I'm working with a rapidly growing dataset, and being somewhat of a beginner in MySQL, I'm concerned about making early mistakes :)
I have a MySQL database with several million rows, from which I want to select the top 10 occurrences of a particular item, by how often that item occurs in the database. So, I'm using the syntax below:
SELECT count(my_item), my_item
FROM data WHERE item_category='example_category'
GROUP BY my_item
ORDER BY count(my_item) DESC LIMIT 10;
Now this isn't slow, but it can take a good few seconds to complete when my_item is present in many thousands of rows. I can live with this, but I just want to get some advice on whether I'm doing this in an efficient way :)
What's the query time without LIMIT?
Count() is slowing the query time down when there is no index, do you have one on the table?
Also try explain + query to see what's going on.
Thanks for the reply :)
To follow your steps:
I don't really understand how I should be interpreting EXPLAIN, but it gives me the results below:
Extra Using where; Using temporary; Using filesort
I guess the problem is I need to index some of the affected columns?
Not a problem,
Ok so you don't have an index on my_item. In order to shorten the query time index columns used in WHERE and ORDER BY. If you are using phpMyAdmin, it's very easy to add an index, just few clicks...
It would be great if you created a backup of the table before making any changes, in case if something goes left.
I tried adding an index to first my_item then item_category, but that actually seems to be slower!?
Perhaps I just have too big a database for this server to handle quickly - I just want to make sure I'm not doing something basic incorrectly. Still, could be a pretty hefty hardware upgrade to take it down from 20 seconds to something more palatable.

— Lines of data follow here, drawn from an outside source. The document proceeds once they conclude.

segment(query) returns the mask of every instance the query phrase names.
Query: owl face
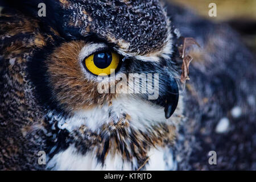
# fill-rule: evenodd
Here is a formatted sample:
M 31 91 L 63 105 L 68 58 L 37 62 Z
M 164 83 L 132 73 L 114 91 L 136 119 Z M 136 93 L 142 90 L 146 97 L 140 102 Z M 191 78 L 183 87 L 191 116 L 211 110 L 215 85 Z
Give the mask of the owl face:
M 52 37 L 58 40 L 36 51 L 28 67 L 39 100 L 51 113 L 69 118 L 105 107 L 109 115 L 115 102 L 134 100 L 164 111 L 162 114 L 166 118 L 172 114 L 179 96 L 175 79 L 178 64 L 172 59 L 174 35 L 170 22 L 158 1 L 60 1 L 57 5 L 64 18 L 57 27 L 49 26 L 52 20 L 48 25 L 54 30 Z M 151 85 L 147 84 L 148 74 L 158 75 Z M 116 86 L 123 77 L 127 92 L 118 93 Z M 106 93 L 98 90 L 102 83 L 109 88 Z M 158 88 L 154 100 L 148 100 L 148 85 Z M 136 88 L 140 92 L 134 92 Z M 133 109 L 139 110 L 138 106 Z M 118 118 L 126 114 L 115 114 Z
M 16 56 L 14 64 L 23 61 L 24 95 L 38 104 L 42 127 L 52 137 L 48 167 L 74 169 L 65 166 L 62 155 L 72 158 L 79 151 L 83 165 L 95 158 L 95 165 L 105 164 L 115 156 L 122 162 L 110 163 L 118 166 L 114 169 L 126 162 L 127 169 L 138 168 L 152 147 L 174 140 L 174 125 L 182 113 L 177 37 L 162 5 L 43 1 L 46 16 L 38 17 L 38 1 L 16 3 L 19 11 L 6 16 L 19 21 L 3 28 L 6 38 L 18 37 L 5 57 Z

It would seem to me that an index on `item_category` would be helpful.
|MySQL database with several million rows, from which I want to select the top 10 occurrences of a particular item |
One reaches a certain point where doing queries like this in real-time just isn't efficient anymore. Run a cronjob as often as you expect the rankings to change and store the results in a separate summary table.
I'm facing the same problems. Have you set innodb_file_per_table in your my.cnf?
When you say "a MySQL database with several million rows", you mean a table, or a set of tables? May be time to shard your big table(s) too? Would you post the table(s) structure(s)?
I'm a bit late, but...
I'm not sure how well the
ORDER BY clause works when you use a function, or what kind of optimizations or caching are done, but something worth trying might be to give the result of
COUNT() a name and then
ORDER BY that name.
SELECT COUNT( `my_item` ) AS `item_count` [...] ORDER BY `item_count` [...]